Today I visited Holy Trinity Anglican Church in Toronto...both of them. Both built for the same reason only years apart. Perhaps I should start from the beginning.
Toronto, then called York, had a Anglican Church called St. James. Anglican is basically the Church of England outside of Great Britain. The church was rebuilt several times to accommodate the growing number of English settlers.
Even before the Irish Famine that started in 1845 with the potato blight, Irish immigrants were pouring into Toronto just to escape the horrid poverty. By 1851, at the peak of the Famine, the Irish made up the largest ethnic group in Toronto. Most settled in a neighborhood called Corktown. It was in this neighborhood that the first Catholic church in Toronto, St. Paul’s, was built in 1841.
However the majority of Irish in Toronto weren’t Catholic, but Protestants--Orange Men with the Church of England. They had St. James--or did they? At the time St. James rented their pews. It was a common practice of the time to collect money to run the church. What it meant was the rich sat up front, the middle class sat behind them and the poor--well, they either sat in the very back or stood. The Irish Protestants were the poorest of the congregation.
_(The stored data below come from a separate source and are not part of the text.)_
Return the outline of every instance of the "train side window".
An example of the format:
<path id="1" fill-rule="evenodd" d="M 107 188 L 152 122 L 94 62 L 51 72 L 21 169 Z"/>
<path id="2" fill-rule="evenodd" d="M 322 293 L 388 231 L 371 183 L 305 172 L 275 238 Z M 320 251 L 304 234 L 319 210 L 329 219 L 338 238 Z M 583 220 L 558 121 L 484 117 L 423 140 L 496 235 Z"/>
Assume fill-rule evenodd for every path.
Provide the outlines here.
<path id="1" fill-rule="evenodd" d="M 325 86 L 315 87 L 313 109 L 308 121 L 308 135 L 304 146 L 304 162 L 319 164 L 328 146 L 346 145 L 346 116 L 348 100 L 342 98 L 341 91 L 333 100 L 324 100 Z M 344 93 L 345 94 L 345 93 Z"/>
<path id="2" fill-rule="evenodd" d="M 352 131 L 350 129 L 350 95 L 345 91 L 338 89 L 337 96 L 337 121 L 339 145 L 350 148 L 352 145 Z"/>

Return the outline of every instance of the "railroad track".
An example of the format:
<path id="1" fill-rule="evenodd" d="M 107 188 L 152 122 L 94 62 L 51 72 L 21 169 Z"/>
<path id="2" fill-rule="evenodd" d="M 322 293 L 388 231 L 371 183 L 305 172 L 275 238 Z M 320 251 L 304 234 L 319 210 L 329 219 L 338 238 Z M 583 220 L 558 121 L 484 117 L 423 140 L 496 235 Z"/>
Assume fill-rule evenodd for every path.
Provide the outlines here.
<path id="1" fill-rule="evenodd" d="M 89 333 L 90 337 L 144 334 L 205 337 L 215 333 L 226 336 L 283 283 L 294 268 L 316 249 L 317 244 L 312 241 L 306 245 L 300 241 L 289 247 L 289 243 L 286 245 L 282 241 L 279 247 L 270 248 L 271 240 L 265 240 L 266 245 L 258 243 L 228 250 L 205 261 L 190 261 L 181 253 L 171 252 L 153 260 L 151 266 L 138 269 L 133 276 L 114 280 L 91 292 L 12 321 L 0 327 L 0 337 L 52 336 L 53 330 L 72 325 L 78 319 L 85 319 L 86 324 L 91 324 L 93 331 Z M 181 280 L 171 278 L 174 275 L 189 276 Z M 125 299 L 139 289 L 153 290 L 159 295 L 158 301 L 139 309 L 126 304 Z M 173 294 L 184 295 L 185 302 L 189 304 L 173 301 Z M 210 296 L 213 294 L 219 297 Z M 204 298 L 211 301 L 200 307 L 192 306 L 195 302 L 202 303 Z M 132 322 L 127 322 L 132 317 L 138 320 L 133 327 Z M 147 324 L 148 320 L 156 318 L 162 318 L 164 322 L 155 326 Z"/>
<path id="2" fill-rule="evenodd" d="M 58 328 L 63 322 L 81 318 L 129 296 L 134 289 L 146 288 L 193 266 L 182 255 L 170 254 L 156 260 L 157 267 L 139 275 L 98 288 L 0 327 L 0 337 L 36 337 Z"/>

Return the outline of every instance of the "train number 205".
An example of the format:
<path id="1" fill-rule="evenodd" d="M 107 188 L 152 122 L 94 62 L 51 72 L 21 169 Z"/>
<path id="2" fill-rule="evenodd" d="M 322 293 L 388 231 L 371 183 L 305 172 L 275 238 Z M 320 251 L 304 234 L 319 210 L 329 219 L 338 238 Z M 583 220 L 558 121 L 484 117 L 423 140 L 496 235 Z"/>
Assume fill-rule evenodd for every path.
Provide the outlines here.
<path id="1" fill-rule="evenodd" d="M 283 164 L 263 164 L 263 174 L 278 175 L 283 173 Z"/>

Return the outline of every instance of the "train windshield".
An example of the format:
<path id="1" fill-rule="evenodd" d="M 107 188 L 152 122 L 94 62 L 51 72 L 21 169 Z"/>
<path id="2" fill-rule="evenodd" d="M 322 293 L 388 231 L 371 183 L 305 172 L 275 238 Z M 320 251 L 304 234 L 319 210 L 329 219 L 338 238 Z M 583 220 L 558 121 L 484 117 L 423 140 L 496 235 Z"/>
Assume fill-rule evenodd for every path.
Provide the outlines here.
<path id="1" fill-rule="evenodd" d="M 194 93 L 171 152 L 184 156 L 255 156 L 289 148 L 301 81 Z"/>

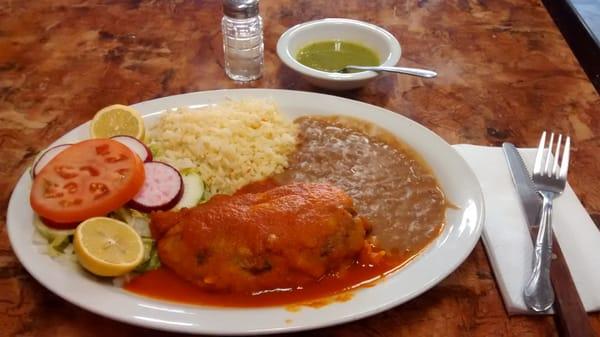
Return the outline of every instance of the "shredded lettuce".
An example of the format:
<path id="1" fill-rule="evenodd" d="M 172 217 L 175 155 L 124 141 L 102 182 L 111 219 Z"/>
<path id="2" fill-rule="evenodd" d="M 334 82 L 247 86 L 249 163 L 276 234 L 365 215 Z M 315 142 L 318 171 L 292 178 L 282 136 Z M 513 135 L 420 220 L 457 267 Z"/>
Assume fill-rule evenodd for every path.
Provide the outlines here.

|Original Holy Trinity in Corktown|
Meanwhile a certain Mary Lambert Swale of Settle, England must have heard of the plight of Toronto’s working class. Knowing she was dieing , she made a will, leaving 5,000 pounds sterling to the Toronto Diocese to build a church. The stipulations were that it had to be Gothic design, the pews were to always be free, that the pulpit not be placed as to obstruct the view of patrons, and that the church be named Holy Trinity.
|Mary Lambert Swale's Holy Trinity Church|
Little Trinity’s congregation has grown and the church was expanded in 1889 to add 600 more seats! They has been sending missionaries around the world.